Anyway, the most interesting of that batch were Sofia (about a girl in Casablanca with pregnancy denial, and how the women in her family work together to find the least worst solution) & A Season in France (about a refugee family, which I found interesting all the way until it centered the white woman at the end.)
The first half of A Star Is Born worked better than the second, and Lady Gaga was terrific, but as much as I wanted to love the film, I decidedly did not. I did not love how she was the only woman (and how that did not feel like a choice), I did not love how a Sam Elliott impression was subbed in for characterization (and then was lampshaded!), and I did not love how the second half of the film was a series of scenes with no emotional arc connecting them. Before it came out I plowed through three of the four original films, and if you have FilmStruck, you have about five more minutes in which to watch George Cukor’s What Price Hollywood. It predates the first SIB by a few years, and it is great.
Oh, Venom. Deeply weird about gender, deeply creepy about relationships, but on the other hand you have Tom Hardy screaming like a little girl, and I am here for that and also for Riz Ahmed doing his best Elon Musk. Basically, it’s terrible – and also ugly, with all the digital artifacts – but once the symbiote shows up, it is also ridiculously entertaining.

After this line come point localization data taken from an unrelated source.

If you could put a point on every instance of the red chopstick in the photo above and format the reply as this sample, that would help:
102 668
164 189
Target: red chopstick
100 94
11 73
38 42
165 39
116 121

So there you go. (I never need to see Tom Hardy eat chicken in extreme closeup ever again.)
The best stuff I saw this go-round was definitely all on the documentary front: Matangi/Maya/M.I.A. (one of the best documentaries of the year), Kusama: Infinity (portrait of a genius), & Making Montgomery Clift (a reclaiming of joy and agency in the life of a queer icon, a story that the team behind Bohemian Rhapsody should have watched – more on that later).